In 1912, following a visit by Carrie Chapman Catt, Felix and Pura Villanueva Kalaw joined with other women to form an organization called the Society for the Advancement of Women. Catt called them reluctant suffragists, but the women were laying the groundwork in civic and social programs. Gradually the women became more political, and by 1920 suffrage became a plank on the agenda of the Philippine Association of University Women. In that year, Felix was one of three Filipina women who spoke to lawmakers when they presented a petition for suffrage signed by 18,000 women. In 1933, a bill was passed giving women the right to vote, but a technicality which created the Philippine Commonwealth required that the process start over again. Continuing in the fight, along with Pilar Hidalgo-Lim, Josefa Llanes Escoda, Maria Paz Mendoza-Guazon, Constancia Poblete, Rosa Sevilla de Alvero, and Pura Villanueva Kalaw, Felix lobbied during the 1934 Philippine Constitutional Convention for women's suffrage. The 1935 Constitution provided in Article V provisions for women to gain the right to vote if they were successful in attaining an affirmation of 300,000 qualified women in a special plebiscite. The Philippine women's suffrage plebiscite held on 30 April 1937 was a landslide victory for women.

==Personal life==
Felix married Felipe Calderón in 1907. They had one daughter, Concepción Calderón. Calderón died in 1908 and Felix remarried to the widower Domingo Rodriguez on 20 June 1929, with whom she had no children.

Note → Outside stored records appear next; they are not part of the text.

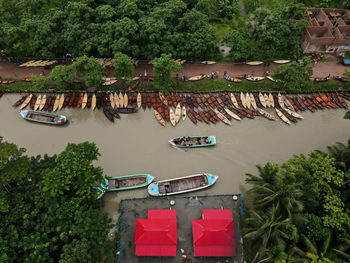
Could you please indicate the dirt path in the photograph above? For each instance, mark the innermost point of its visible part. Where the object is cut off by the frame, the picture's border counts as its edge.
(12, 71)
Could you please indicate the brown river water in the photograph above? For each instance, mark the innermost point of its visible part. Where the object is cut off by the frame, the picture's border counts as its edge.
(139, 144)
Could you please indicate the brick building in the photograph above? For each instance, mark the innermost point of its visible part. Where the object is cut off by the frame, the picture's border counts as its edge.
(328, 30)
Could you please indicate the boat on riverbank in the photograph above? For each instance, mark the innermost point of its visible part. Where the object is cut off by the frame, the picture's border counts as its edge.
(43, 117)
(126, 182)
(193, 141)
(182, 185)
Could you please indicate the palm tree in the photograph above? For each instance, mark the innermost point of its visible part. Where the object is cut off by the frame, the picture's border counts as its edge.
(269, 228)
(272, 187)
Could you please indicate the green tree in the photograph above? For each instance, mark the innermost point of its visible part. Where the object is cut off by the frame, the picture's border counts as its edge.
(13, 168)
(90, 69)
(293, 76)
(62, 75)
(163, 67)
(123, 66)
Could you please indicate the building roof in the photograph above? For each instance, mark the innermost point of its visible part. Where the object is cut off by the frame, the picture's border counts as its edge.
(157, 235)
(214, 235)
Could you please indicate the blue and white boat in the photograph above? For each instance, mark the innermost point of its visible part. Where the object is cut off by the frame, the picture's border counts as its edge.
(182, 184)
(43, 117)
(193, 141)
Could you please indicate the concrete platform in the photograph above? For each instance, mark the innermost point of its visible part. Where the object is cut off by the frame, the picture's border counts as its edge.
(187, 208)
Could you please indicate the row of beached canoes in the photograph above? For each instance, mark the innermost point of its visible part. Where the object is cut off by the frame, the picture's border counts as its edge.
(208, 108)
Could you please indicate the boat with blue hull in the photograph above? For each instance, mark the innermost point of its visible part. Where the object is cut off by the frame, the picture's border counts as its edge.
(43, 117)
(182, 184)
(126, 182)
(193, 141)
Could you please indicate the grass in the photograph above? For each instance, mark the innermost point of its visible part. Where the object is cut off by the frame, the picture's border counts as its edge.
(205, 85)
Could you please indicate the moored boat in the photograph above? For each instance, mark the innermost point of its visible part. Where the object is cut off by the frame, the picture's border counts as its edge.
(182, 184)
(43, 117)
(126, 182)
(193, 141)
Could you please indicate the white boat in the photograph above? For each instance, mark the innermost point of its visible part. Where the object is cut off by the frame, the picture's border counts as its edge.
(182, 185)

Felix died on 27 January 1967.

==Awards and honors==
In 1948, Felix-Rodriguez received the Republic Medal of Merit and a diploma of honor, and the following year was recognized for her human rights work by UNESCO. In 1956, she was awarded the Pro Ecclesia et Pontifice by Pope Pius XII for her work with the Catholic Women's League. Felix was the first recipient of the Josefa Llanes Escoda Medal when that award was established by the National Federation of Women's Clubs, and the first recipient of the Carrie Chapman Catt Award by the Manila Women's Club. During the 1966 Women's Rights Day celebrations, Felix was awarded the Presidential Medal by Ferdinand Marcos. In 1984, a commemorative stamp bearing her likeness was issued.